After passing the X-ray and entering the tribunal courtyard, I was struck by a familiar sight. It was a group of ex-Yugoslavs smoking on the steps, enjoying the morning sunshine. Having reached Courtroom One, I sat in the silent press gallery, separated from the trial chamber by a glass wall. I sat in one of 100 available chairs, put on a headset and chose a language in which to follow the trial.
Watching a trial of such consequence through glass, observing the large oval dent in the ceiling above the judges' heads, I was struck by the almost naive simplicity of the courtroom. I was instantly reminded of the command room of the Starship Enterprise on the American TV series, Star Trek. It was as if the judges, Milosevic and everyone else behind the glass wall, had been beamed down from another place.
Milosevic just sat there. I looked hard at his face but it told me nothing. It was just a face I had seen so many times on TV. Occasionally, he scanned the press through the glass, very slowly, as if trying to remember our faces. All the while I tried to comprehend him as a fellow human, before realising just how glad I was that it is not for me to judge him.
I could not judge someone I already consider guilty. I lived through his lies and his wars, and like most people from the Balkans would be bound to react emotionally to the question of his responsibility. This is why those judging him are the best choice. It is because they were spared his daily doses of poison during the 1990s that they can be trusted to weigh the evidence against him.
Listening to the talk behind the glass wall, I tried to forget what I knew about this man and focus on his complaints. I tried to detect a hint of bias in the judges' remarks. I could not. All I noted was the judge's annoyance when Milosevic yet again insisted he did not recognise the court.
Yet there was something wrong, almost perverse, about the proceedings unfolding before my eyes. Each time Milosevic spoke I felt the audience was waiting for something scandalous to emerge from his mouth. There was an element of cheap soap opera.
There was laughter in the press gallery when Milosevic directed a jovial Serbian proverb at the Kosovo Albanian witness he was cross-examining. "He who lies a lot has to remember a lot!" he said. Judge May warned him against making such comments when asking questions. But when Milosevic subjected the witness to another absurd comment, only to face another warning, some of the press continued to giggle.
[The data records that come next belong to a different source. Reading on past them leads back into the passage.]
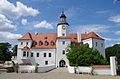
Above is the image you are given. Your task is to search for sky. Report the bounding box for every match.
[0,0,120,47]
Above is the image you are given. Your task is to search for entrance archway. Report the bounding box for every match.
[59,60,66,67]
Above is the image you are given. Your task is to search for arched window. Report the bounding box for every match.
[39,41,43,46]
[44,41,49,46]
[50,41,54,46]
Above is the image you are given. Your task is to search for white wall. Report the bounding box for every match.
[56,39,70,67]
[29,49,56,67]
[93,68,111,75]
[18,65,35,72]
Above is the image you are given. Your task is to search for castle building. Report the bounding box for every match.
[17,11,105,67]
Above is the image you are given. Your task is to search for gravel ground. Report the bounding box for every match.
[0,69,120,79]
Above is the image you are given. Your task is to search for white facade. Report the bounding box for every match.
[17,10,105,67]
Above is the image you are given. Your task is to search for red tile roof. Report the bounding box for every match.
[18,32,32,40]
[31,33,57,48]
[81,32,104,40]
[22,46,30,50]
[18,32,104,48]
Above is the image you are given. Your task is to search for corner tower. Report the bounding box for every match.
[57,11,69,37]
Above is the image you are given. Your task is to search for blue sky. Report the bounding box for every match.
[0,0,120,47]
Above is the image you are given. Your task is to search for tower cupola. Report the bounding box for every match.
[58,10,69,25]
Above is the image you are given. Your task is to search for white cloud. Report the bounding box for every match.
[96,10,110,14]
[115,31,120,35]
[21,19,28,25]
[32,0,53,2]
[0,0,39,18]
[108,15,120,23]
[76,24,109,33]
[0,14,17,30]
[34,20,53,29]
[0,31,22,40]
[103,37,120,42]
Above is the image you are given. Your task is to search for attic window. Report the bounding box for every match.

It was a sad scene. When did the trial of a man suspected of responsibility for the deaths of thousands become so comical and self-indulgent? In Serbia, they already call it "The Milosevic show". The TV viewers there are often shown only snippets of Milosevic's words of wisdom, taken out of context and supposedly symbolising his superiority in the court. One has to feel sceptical about the chances of such a trial altering the public mood there.
The Hague tribunal cannot be expected to inspire such long-awaited changes in the Balkans on its own. Milosevic and the other Balkan nationalists laid foundations - on which countries in the region continue to build - that were too solid for that.
But The Hague must continue its work. There is no alternative. If it were not for the tribunal, the world would be hailing Milosevic as a fighter against terrorism; Croatia would be basking in the reflected glory of its innocent war of independence; Bosnia would not even question the possibility of its own guilt and Ratko Mladic and Radovan Karadzic would be taking turns as presidents of Republika Srpska. How torturous it would be then even to try opening up a debate on war crimes.
Of course, I feel disappointed that a man such as Milosevic remains in a position to humiliate those who experienced his rule. As one journalist remarked, "Imagine if Osama Bin Laden was allowed to cross-examine the survivors of the World Trade Centre". Yet I left for London convinced that the Balkans' only hope of establishing some accountability and at least some of the truth about the region's recent wars lies right there, in The Hague.